By Ian Putzger

Eager to put a disappointing 2018 harvest behind them, U.S. produce shippers are preparing for a strong crop this year – but it is as yet unclear who will buy it.  After California’s peach harvest kicked off, hopes are high for a strong season for stone fruit grown in the state. Peach and nectarine volumes are expected to rise above average and apricots are going strong, while plums should see a medium-sized crop this year.

Blueberries are also poised for a much–improved harvest. The California Blueberry Commission predicts it will not only exceed last year’s output, but be above average annual volumes – California will produce 30 per cent more blueberries this year than in 2018, which translates into a 10-15 per cent gain over average results.

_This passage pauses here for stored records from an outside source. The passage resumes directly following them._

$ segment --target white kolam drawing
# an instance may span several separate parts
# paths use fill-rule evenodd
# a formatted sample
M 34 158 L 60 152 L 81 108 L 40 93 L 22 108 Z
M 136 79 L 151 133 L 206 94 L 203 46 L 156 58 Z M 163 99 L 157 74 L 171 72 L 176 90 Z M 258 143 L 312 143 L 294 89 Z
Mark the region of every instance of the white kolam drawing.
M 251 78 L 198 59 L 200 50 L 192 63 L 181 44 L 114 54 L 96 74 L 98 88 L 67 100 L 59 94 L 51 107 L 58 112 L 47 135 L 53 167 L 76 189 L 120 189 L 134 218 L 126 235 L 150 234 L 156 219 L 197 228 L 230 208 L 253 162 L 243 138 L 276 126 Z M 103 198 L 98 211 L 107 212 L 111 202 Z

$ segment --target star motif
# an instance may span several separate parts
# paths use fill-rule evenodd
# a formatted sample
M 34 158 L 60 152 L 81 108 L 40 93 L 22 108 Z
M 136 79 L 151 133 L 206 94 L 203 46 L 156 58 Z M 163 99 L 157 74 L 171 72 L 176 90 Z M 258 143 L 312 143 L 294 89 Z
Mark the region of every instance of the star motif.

Weather conditions have been good for a strong harvest, noted Chris Connell, Senior Vice-President North America of Commodity Forwarders, a subsidiary of Kuehne + Nagel. The winter was colder and rain fell at the right time to benefit a strong crop, he said.

Growers are desperate for a better season. Last year’s cherry crop in California amounted to a paltry three million cases, a steep drop from the 9.7 million harvested in 2017, while the cherry crop in Washington state was down four million cases on its 2017 level of over 24 million.

“Last year the cherry crop was awful,” said Shawn McWhorter, President for the Americas at Nippon Cargo Airlines (NCA). Perishables make up 50–60 per cent of the carrier’s business on the west coast. Mr. Connell said California’s cherry crop was very unpredictable, so he is not celebrating yet. Moreover, there are question marks over the destination of those cherry shipments. “Supply is looking more robust. Now there’s more concern about global demand,” he said.

Inevitably, the biggest question mark is over the Chinese market, which has shown a voracious appetite for cherries and other perishables in recent years, but the trade confrontation with the U.S. remains a daunting barrier, Mr. Connell noted. Talks between the two governments in recent months have fuelled hopes of a resolution of the conflict, but the atmosphere remains brittle. On May 1 the White House signalled it was getting impatient with the failure to come to an agreement so far, and acting Chief of Staff Mick Mulvaney said the talks would not go on forever, indicating that the U.S. was prepared to end negotiations if no deal was reached soon.

The confrontation has hit U.S. perishables exporters hard, from soybean farmers to lobster fisheries. Mr. Connell said his company, which has a branch in Boston, witnessed first-hand the migration of lobster traffic up the North American east coast to Canada. Halifax Stanfield International Airport clocked up 8.5 per cent growth, fuelled by lobster exports, which accounted for nearly one-third of the airport’s throughput. And freighter flights to Asia have increased steadily.

NCA slots some of its Asia-bound flights from the U.S. through Edmonton instead of Anchorage as a tech stop to pick up chilled Canadian beef and pork. The local airport authority has been promoting this link to shippers in western Canada, Mr. McWhorter reported.

Brendan Harnett, Chairman and CEO of Flying Fresh Air Freight, Canada’s largest perishables forwarder, said live crab shipments from Vancouver to China declined last year, as much of this cargo originates in north-west U.S. He sees some difference in preferences for lobster between U.S. and Chinese consumers. While the latter prefer large animals, which work better in a dinner situation where food is shared, North Americans are okay with smaller lobsters, especially when served in conjunction with steak, he said.

If China’s tariff on U.S. lobsters, which went up 25 per cent last year, were to be removed, Mr. Harnett expects U.S. lobster firms to make aggressive attempts to recover lost markets. But Mr. Connell does not anticipate a sudden shift. Moreover, Canadian exporters will manage to retain some of their gains, he reckons. By the same token, there was no wholesale shift to Canadian sources last year. Some U.S. exporters have maintained business with China by reducing FOB (free on board) prices, Mr. Connell said.

Regardless of how the trade dispute unfolds, there are some questions over China’s demand for perishables. Vietnam’s perishables exports to China dropped 14.7 per cent in the first quarter of this year. China takes about 74 per cent of its neighbour’s fruit and vegetable exports.

China is not the only market where U.S. exporters face trade barriers. In retaliation over U.S. tariffs on steel and aluminium, India raised tariffs on U.S. walnuts from 30 to 100 per cent last year.

However, if the U.S. and China do come to an agreement, air cargo carriers stand to see a surge in demand for lift to move cherries and seafood. “If tariffs are off, people may look to charter,” Mr. Connell said. “There were charters to China from the Pacific north-west last year.”